Thu, 09/11/2008 - 06:15 — Matt Jacks
Hearing aids may have a comical side to them (though not if you need one), and be a popular subject for mayhem in cartoons and from comedy shows; though less so nowadays in our increasingly sensitive times. But they have gotten smaller, more discreet and more effective as technological advances have come upon the scene, and this fact could be as much responsible for the lessening of joking asides and assaults as is the fear of legal action or the now encouraged thoughtfulness.
Not that the hard of hearing didn't get their own back by the, more than occasional, tactical use of their hearing aid. The machine deciding to pack up working when spoken words were not wanted to be heard was a very convenient excuse indeed! And much frustration it must have caused, to the apparent blissful ignorance of the disabled person involved. This too, can be gotten away with less now as the onward march of science brings more reliability. Though manual volume controls can still be slyly utilized if present, don't forget.
But, think hearing aids and the image that pops up in your brain may well be the elderly (usually male) curmudgeon with his enormous ear trumpet. These earliest of hearing aids might well have been used by humanity for millennia; whether skillfully carved from wood, perhaps precious metal for nobles, rich merchants and the like, or fashioned from seashells or animal horns. Wide at one end and narrowing to a small tip at the other, and swung around to be pointed in the right direction these aids must have been seen in all cultures and ages.
The idea of a half-deaf Viking snapping off one of the twin cow horns from his battle helmet, hollowing it and cutting off the tip, before holding it to his ear when receiving orders on what coastal town to pillage next might be an unlikely one, but you just never know.
As time progressed, so did the lack of satisfaction held with this form of audio logical assistance.

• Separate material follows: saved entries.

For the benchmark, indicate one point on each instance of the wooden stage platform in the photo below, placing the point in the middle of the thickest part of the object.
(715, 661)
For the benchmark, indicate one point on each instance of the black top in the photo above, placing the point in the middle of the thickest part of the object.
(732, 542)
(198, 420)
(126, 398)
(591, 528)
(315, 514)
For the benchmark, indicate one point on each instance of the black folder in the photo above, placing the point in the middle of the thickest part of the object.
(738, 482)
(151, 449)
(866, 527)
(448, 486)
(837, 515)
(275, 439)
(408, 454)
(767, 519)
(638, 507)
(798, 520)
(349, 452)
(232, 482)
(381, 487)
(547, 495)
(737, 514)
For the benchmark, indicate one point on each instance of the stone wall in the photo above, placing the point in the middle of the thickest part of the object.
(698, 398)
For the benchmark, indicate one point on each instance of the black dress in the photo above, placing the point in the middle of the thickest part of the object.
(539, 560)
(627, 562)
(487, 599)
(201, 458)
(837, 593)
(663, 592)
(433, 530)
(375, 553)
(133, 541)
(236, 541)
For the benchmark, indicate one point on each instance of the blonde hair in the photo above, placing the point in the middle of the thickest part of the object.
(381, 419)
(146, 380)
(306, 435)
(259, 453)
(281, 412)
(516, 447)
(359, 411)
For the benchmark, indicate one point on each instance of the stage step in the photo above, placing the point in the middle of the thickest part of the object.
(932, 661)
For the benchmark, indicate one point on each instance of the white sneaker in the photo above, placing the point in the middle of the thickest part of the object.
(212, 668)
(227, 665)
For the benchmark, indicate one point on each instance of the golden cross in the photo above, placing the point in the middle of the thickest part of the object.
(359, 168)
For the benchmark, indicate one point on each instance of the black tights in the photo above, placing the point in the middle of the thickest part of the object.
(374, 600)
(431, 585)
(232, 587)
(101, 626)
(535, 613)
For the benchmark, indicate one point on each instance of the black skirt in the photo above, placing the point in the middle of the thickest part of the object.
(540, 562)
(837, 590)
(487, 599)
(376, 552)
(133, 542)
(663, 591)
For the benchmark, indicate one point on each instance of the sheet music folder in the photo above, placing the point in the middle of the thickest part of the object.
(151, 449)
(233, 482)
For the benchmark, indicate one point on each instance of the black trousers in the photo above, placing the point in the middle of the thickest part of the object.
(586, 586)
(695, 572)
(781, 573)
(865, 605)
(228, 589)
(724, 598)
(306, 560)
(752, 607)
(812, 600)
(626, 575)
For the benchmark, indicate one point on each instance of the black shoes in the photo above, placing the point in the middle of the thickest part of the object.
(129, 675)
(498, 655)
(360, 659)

It was simply too undignified for some.
The Royal Houses of Europe, for example, objected most strongly to the sight of not so artfully hidden smirking from some of the mere mortals that surrounded them. In the good old days a dose of the lash would deal effectively with such impertinence, or there was even the executioner's axe to be called for. But democracy (not to mention revolution) was gathering steam, so even the regal step had to sometimes be a careful one.
Nevertheless, something had to be done.
The solution came in the shape of an adapted throne. The royal personage could dispense with the ear trumpet by taking seat on the new thrones or other chairs which had openings in the fronts of the arms. When kneeling in front of the monarch, the servants, ambassadors, government ministers or other hangers on at the court spoke into these from a respectful few feet away. Inside this furniture was a tapering tube which sent the sound of the voices to a resonating chamber further up in the arms and the wings. The King or Queen could thus hear clearly without any unseemly shouting or unwanted close proximity of the speaker, which had been the only alternatives to the ear trumpets before this.
These chairs could also travel with the owner of course, an added bonus as those viewing from a distance need not know (or have constant reminders at the very least) of the hearing difficulties of the proud sovereign. This was of vital importance to the decorum, dignity or pomposity, depending on your point of view, of most royals.
Probably the best well known of these hearing aid thrones was that one which was crafted for King Goa the fourth of Portugal, in circa 1820. Here the armrests were crafted as splendid lions heads, roaring out their silent fury at any who would dare challenge the king. Those speaking would kneel and talk into one of the lions mouths and have their words come out of a tube grasped by his Majesty. Rarely had distance and nearness both been so well portrayed simultaneously.
Also in the 1800s came an attempt to aid the dignity of normal men and women, with the invention of the Clarvox Lorgnette trumpet in France. This lightweight ear trumpet was made of tortoiseshell and hung down from one side of a pair of spectacles. The color was to help it blend into the shadows, or at least not put up too much of a contrast against the black and dark gray suits or darker colored dresses of the time. It seemed a good idea, but was to prove to be too awkward.
Around the 1850s came the Opera Domes or London Domes, as they were alternatively known. Manufactured from thin metal, and in a wide variety of shapes and sizes to allow for differing amounts of hearing problems, they were soon very popular.
At about the same time, with the optimism of the Victorian era sciences in full swing, there led to sometimes very enthusiastic but odd attempts to provide hearing and eye protection. Take for example the Urn, or to give it its full title; the Acoustic Table Urn. This heavy fitment was attached to a strong table and had multiply directed openings which were usually highly decorated with lattice work that were both pleasing to the eye as well as an aid to the working of the contraption.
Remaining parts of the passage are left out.